Working papers
Refinancing Cross-Subsidies in the Mortgage Market (with Alessandro Gavazza, Lu Liu, Tarun Ramadorai, Jagdish Tripathy), July 2022.
In household finance markets, inactive households can implicitly cross-subsidize active households who promptly respond to financial incentives. We assess the magnitude and distribution of cross-subsidies in the mortgage market. To do so, we build a model of household mortgage refinancing and structurally estimate it on rich administrative data on the stock of outstanding UK mortgages in June 2015. We estimate sizeable cross-subsidies during this sample period, from relatively poorer households and those located in less-wealthy areas towards richer households and those located in wealthier areas. Our work highlights how the design of household finance markets can contribute to wealth inequality. Estimated cross-subsidies may differ in more recent periods given changes in the UK mortgage market since 2015.
The Cost of Labor Supply Biases (draft available on request)

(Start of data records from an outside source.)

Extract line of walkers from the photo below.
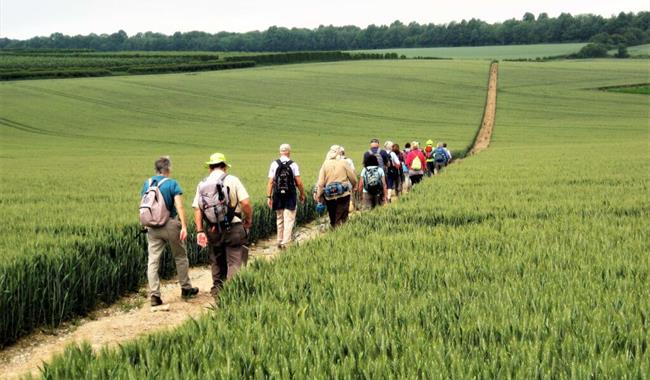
[140,139,451,306]
[314,138,452,227]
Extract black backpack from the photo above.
[275,160,296,195]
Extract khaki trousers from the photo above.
[206,223,248,296]
[275,209,296,245]
[147,219,192,297]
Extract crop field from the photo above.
[0,61,489,345]
[346,43,585,59]
[36,60,650,379]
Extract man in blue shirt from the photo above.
[140,157,199,306]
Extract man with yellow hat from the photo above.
[192,153,253,296]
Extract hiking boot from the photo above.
[151,296,162,306]
[181,288,199,298]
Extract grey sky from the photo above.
[0,0,650,39]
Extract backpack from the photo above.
[199,173,235,228]
[274,160,296,195]
[368,149,385,169]
[411,155,422,171]
[140,178,170,227]
[363,166,384,194]
[433,148,448,164]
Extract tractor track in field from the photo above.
[469,62,499,155]
[0,63,498,379]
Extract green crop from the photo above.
[0,61,488,345]
[36,60,650,379]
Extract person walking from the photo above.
[423,140,434,177]
[340,146,359,212]
[442,142,452,165]
[384,141,402,202]
[432,143,449,175]
[406,141,426,185]
[358,156,388,210]
[192,153,253,296]
[140,157,199,306]
[314,145,357,228]
[361,138,390,169]
[266,144,305,249]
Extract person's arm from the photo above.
[314,167,325,202]
[239,198,253,229]
[345,165,358,189]
[295,176,306,203]
[174,195,187,241]
[266,178,275,208]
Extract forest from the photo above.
[0,12,650,52]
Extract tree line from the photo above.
[0,11,650,52]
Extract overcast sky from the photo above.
[0,0,650,39]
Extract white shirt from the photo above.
[192,169,249,223]
[269,156,300,178]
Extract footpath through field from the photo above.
[0,63,498,379]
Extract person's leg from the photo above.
[275,210,284,246]
[325,199,336,227]
[225,223,246,280]
[336,195,350,226]
[164,219,192,289]
[282,209,297,245]
[147,228,167,297]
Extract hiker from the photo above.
[140,157,199,306]
[314,145,357,227]
[192,153,253,296]
[406,141,426,185]
[359,156,388,210]
[424,140,434,177]
[266,144,305,249]
[341,147,357,173]
[361,138,390,169]
[404,142,411,156]
[442,142,451,165]
[432,143,449,175]
[339,146,359,212]
[391,144,408,196]
[384,141,402,202]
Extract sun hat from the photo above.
[205,153,230,167]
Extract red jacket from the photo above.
[406,149,427,171]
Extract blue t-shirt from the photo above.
[140,175,183,218]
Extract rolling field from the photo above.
[0,61,488,346]
[346,43,586,59]
[36,60,650,379]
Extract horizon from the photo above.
[0,0,649,40]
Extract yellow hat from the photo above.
[205,153,230,167]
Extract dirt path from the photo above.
[0,218,327,379]
[469,62,499,155]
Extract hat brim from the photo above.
[205,161,230,168]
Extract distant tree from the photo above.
[577,43,608,58]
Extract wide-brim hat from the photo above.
[205,153,230,167]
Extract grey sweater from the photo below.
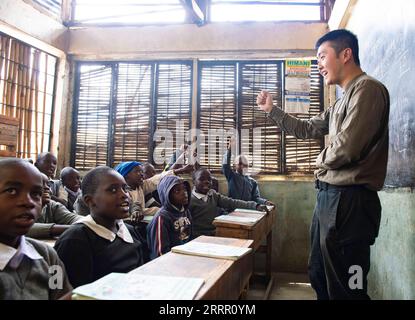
[189,189,257,238]
[27,200,82,239]
[0,238,72,300]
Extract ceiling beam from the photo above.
[180,0,208,26]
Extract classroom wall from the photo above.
[68,22,327,60]
[346,0,415,299]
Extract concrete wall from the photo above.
[0,0,68,54]
[68,22,327,60]
[368,188,415,300]
[329,0,415,299]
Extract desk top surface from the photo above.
[131,236,253,299]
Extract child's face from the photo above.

This paper investigates an important dimension of the typical flexibility versus security trade-off that is used to frame self-employment, namely, behavioral frictions in exploiting flexibility. I study the welfare cost of behavioral biases in intensive margin labor supply decisions for a group of self-employed workers who are free to pick their hours. In response to salient wage variation, workers’ behavior implies a large and positive daily Frisch elasticity of 0.80 (s.e. 0.10). But in response to more common wage fluctuations their labor supply function is downward sloping for a range of wages, which is incompatible with even the most unrestrictive models of labor supply. In the spirit of Chetty-Looney-Kroft (2009), I use the salient Frisch elasticity to characterize preferences, and contrast outcomes under observed and optimal labor supply. A new sufficient statistics formula translates these deviations into daily welfare losses, which are economically significant. Point estimates range from two to five percent of income. Annually this can imply welfare losses of over £1,000.